Once Parker and Longbaugh realize exactly how deep they've gotten themselves in the shit, they ask for a ransom of $15 million, which the would be parent Hale Chidduck (Scott Wilson) reluctantly agrees to pay. With that much money on the table and so many thieves, crooks and killers circling it, it doesn't take long for some more individual motivations to start popping up, deception and greed starts taking over. It's as Joe Sarno (James Caan) says in the movie "Fifteen million dollars is not money. It's a motive with a universal adapter on it!", he knows the sort of backstabbing and duplicity that money like that can, and does, inspire in people.
The Way of the Gun struck me as being a modern western, a term that No Country for Old Men popularized roughly seven years later. The fact that the two leads are named after Butch Cassidy and the Sundance Kid should really give you an inkling as to the sort of movie you're in for as well. I never could get a handle on Parker and Longbaugh though, we're given the impression that they're small-time criminals, at best, yet as the movie progresses it becomes clear that they're more than proficient with weapons and tactics, they're highly skilled when it comes to guns and strategy. You can tell that a lot of work and detail went into their firearms training, how they moved, how they handled their weapons, the way they cleared rooms, reloaded their weapons, things like that.

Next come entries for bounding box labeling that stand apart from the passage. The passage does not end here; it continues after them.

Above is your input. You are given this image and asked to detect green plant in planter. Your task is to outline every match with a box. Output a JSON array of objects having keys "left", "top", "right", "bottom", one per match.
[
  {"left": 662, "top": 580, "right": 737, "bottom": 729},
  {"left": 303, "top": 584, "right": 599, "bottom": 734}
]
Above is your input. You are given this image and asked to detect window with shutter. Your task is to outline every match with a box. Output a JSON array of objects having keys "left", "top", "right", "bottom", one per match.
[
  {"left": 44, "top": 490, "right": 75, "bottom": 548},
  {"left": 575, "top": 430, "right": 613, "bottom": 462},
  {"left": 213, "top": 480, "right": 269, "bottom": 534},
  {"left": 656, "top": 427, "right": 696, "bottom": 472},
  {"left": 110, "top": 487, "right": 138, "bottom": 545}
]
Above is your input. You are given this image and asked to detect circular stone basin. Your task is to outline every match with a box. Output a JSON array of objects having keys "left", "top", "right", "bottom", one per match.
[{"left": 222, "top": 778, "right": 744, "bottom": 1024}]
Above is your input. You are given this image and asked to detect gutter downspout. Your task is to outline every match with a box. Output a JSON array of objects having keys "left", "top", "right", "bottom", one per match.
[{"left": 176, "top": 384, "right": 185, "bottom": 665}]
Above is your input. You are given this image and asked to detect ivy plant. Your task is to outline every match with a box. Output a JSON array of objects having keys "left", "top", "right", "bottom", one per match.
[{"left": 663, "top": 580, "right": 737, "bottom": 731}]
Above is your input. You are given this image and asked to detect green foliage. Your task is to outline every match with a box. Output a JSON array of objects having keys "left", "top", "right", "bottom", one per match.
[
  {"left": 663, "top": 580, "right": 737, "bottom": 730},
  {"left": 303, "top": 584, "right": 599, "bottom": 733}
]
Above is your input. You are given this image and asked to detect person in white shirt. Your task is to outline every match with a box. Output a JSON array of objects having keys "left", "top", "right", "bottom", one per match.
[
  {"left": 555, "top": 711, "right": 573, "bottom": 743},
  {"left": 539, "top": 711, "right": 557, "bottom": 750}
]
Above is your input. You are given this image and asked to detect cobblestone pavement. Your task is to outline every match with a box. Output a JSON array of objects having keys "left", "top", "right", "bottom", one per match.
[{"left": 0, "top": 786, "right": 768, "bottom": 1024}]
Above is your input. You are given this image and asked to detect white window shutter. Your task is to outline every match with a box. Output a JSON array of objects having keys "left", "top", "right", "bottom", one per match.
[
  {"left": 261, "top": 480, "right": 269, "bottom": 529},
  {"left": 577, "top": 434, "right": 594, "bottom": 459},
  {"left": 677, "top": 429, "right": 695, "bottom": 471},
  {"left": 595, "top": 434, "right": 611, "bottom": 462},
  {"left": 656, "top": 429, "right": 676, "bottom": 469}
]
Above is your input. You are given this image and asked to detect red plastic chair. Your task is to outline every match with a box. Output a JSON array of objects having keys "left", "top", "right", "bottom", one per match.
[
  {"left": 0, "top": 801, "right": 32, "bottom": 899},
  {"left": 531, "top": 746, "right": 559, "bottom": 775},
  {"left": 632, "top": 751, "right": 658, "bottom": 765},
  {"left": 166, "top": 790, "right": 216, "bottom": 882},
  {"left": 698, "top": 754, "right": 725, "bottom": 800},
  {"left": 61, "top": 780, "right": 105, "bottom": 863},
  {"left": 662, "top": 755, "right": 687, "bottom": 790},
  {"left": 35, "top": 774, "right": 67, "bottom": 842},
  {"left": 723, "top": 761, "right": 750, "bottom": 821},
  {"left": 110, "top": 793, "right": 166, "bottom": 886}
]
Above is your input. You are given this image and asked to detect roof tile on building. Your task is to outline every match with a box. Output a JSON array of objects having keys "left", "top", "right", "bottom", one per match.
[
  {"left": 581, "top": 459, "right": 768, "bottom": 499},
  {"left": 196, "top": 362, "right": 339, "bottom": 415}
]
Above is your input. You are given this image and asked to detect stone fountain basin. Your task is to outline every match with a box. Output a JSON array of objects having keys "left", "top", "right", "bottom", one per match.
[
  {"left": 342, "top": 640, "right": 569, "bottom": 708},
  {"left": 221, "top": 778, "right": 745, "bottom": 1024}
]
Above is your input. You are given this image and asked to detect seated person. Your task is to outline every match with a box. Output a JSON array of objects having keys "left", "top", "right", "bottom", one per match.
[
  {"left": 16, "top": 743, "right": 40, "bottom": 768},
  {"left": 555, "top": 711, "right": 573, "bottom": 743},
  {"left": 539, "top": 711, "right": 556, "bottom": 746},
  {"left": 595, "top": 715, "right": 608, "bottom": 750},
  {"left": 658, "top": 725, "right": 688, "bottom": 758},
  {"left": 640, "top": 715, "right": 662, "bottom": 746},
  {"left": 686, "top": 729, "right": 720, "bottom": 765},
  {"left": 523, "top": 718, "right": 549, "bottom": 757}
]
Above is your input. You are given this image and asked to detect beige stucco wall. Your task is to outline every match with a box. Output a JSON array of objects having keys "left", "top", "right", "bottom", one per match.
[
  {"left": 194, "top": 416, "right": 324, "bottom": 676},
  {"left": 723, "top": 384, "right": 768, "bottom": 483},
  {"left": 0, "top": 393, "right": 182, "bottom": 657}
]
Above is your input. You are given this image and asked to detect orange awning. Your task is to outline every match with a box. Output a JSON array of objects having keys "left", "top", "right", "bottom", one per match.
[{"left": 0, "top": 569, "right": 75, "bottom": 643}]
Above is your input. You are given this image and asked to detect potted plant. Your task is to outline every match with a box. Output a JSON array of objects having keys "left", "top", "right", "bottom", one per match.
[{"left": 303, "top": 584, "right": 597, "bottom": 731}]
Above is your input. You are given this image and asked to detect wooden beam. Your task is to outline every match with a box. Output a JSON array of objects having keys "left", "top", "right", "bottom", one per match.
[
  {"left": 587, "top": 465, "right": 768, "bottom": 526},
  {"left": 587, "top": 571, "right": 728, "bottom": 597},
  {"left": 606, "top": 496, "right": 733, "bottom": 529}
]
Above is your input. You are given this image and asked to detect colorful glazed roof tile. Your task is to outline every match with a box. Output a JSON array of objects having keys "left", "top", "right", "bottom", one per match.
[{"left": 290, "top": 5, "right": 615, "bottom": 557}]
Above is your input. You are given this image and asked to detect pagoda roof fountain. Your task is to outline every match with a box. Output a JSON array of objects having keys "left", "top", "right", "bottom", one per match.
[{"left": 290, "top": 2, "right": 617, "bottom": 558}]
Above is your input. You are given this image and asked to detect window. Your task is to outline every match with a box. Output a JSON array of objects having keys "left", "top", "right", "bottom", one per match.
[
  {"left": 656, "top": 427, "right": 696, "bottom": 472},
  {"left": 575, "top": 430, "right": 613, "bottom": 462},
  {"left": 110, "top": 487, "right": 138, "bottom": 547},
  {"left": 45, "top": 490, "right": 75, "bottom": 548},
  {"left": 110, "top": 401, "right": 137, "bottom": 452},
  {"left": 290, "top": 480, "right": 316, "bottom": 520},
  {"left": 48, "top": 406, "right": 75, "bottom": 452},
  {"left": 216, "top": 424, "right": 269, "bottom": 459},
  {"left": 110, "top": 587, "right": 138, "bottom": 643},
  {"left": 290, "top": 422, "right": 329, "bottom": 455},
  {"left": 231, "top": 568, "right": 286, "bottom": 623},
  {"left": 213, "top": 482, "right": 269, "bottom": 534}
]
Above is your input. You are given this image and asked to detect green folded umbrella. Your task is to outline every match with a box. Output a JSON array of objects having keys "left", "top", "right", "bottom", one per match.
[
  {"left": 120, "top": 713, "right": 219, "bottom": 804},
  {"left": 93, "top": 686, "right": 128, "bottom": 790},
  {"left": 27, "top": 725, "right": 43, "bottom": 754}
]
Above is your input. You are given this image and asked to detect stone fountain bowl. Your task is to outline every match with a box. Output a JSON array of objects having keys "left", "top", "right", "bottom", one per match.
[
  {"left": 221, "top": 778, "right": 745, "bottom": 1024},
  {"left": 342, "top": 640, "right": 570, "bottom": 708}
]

The narrative of The Way of the Gun weaves a lot of threads and they don't always work either, it can get a bit incoherent at times, like it's trying to do much. Had Christopher McQuarrie (director and writer) dropped two elements and focused more on the two leads, I think it would have flowed a lot better than it did, but it often felt like a pretty scattered and fractured movie. The dialogue though is profane and funny, but McQuarrie also implements a couple of smart analogies as well, one scene in particular where Longbaugh is threatening Robin as he's explaining the rules of a card game and another where Sarno and Longbaugh have a conversation at a bar.
The Way of the Gun is a modernized version of 'the way of the sword' in case you didn't notice, the notion that if you live by the sword/gun, then the chances are that you'll die by the sword/gun. Nevertheless, everyone seems accutely aware of the path they've chosen in The Way of the Gun and are prepared for what awaits them. They are no clear cut heroes here, even the two leads are barely borderline sympathetic characters, but I think the distinction lies in that while they're obviously bad men, they're not necessarily evil men. I like movies where morality is ambiguous, complex and not so obvious, it makes for interesting characters I think. The Way of the Gun might is not an action packed movie, but it is a sufficiently tense and twisting movie that leads to a fantastically realistic shootout at the end.